In an affidavit accompanying his motion to suppress, Santiago attests that he is a “long time user of the drug, Phencyclidine (PCP)” and that he was “under the influence of Phencyclidine (PCP) on March 21, 2022.” Santiago's motion to suppress contends that, because he was under the influence of PCP when he made statements to the DEA, his statements were involuntary and that he did not knowingly and voluntarily waive his Miranda rights.
Doc. #22-1 at 1 (¶¶ 3-4).
I conducted an evidentiary hearing and make the following factual findings. The DEA was conducting an investigation of a drug overdose death that occurred at the Mohegan Sun casino in Uncasville, Connecticut on May 18, 2021. The DEA's investigation focused on Santiago, in part because of video surveillance from the casino that showed Santiago in proximity to the overdose victim. Because the casino had previously barred Santiago from its property, the Mohegan Tribal Police eventually secured an arrest warrant against Santiago for trespassing on the property of the casino.
The DEA came up with a plan to interview Santiago on the morning of March 21, 2022 by means of participating in the execution of the trespassing arrest warrant. Santiago was arrested outside his home in New Haven and then transferred in handcuffs to the backseat of a DEA vehicle for transport to the Mohegan police department to be booked on the warrant. DEA Special Agent Keith Warzecha was in the driver's seat of the vehicle, and DEA Special Agent Peter Borysevicz was in the front passenger seat.
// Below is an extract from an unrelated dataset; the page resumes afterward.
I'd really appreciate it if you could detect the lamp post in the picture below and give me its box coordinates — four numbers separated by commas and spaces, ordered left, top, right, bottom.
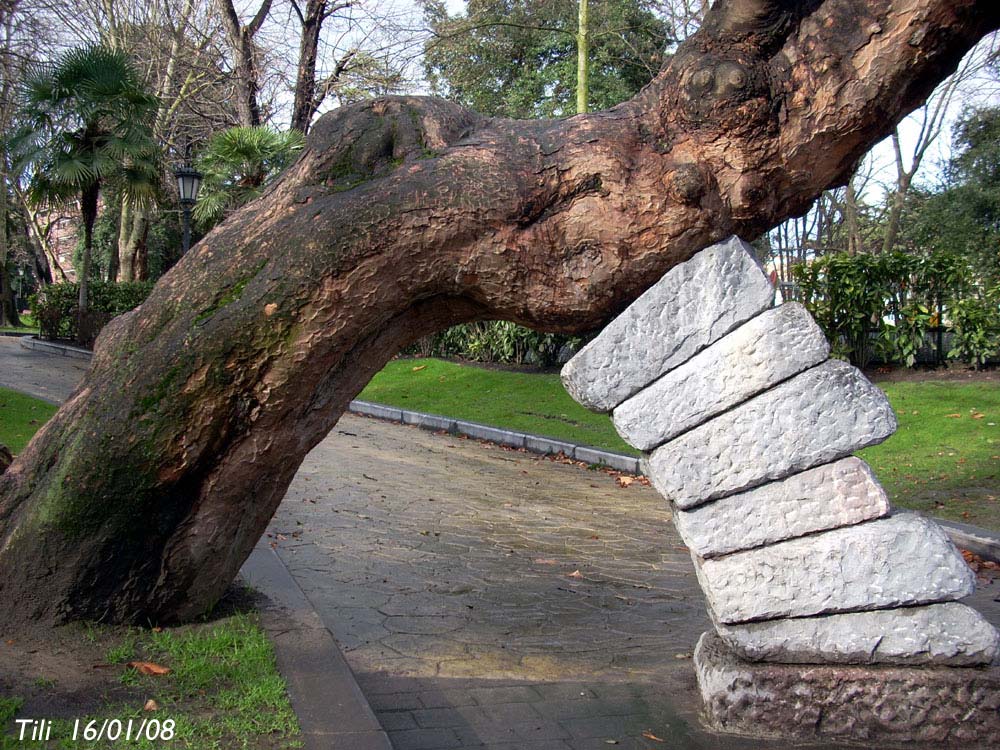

Soon after Santiago was transferred to the DEA vehicle, Agent Warzecha read him his full Miranda rights from a standardized DEA wallet card and asked him: “Do you understand?” and “Are you willing to answer some questions?” Both Agents Warzecha and Borysevicz credibly testified that Santiago responded that he understood his rights and that he wished to answer questions. They also credibly testified that Santiago appeared to understand them and not to be under the influence of any substances.
Govt. Ex. #1 (wallet card).
Specifically, Agent Warzecha testified that Santiago was walking normally (albeit with a limp) and had no difficulty getting into the DEA vehicle. He further testified that during the car ride Santiago was lucid and articulate, that he responded to questions in a logical fashion, and that he did not fall asleep or drift off. According to Agent Warzecha, Santiago did not claim that he was under the influence of drugs, and there was no indication from his demeanor that he was under the influence of drugs.
Agent Warzecha further testified that when they arrived at the Mohegan police department, Santiago said he was willing to be interviewed in a department interview room. According to Agent Warzecha, Santiago continued to be responsive to questions, articulate, and very detailed. Near the end of the interview Santiago signed a form consenting to the search of his cellphone.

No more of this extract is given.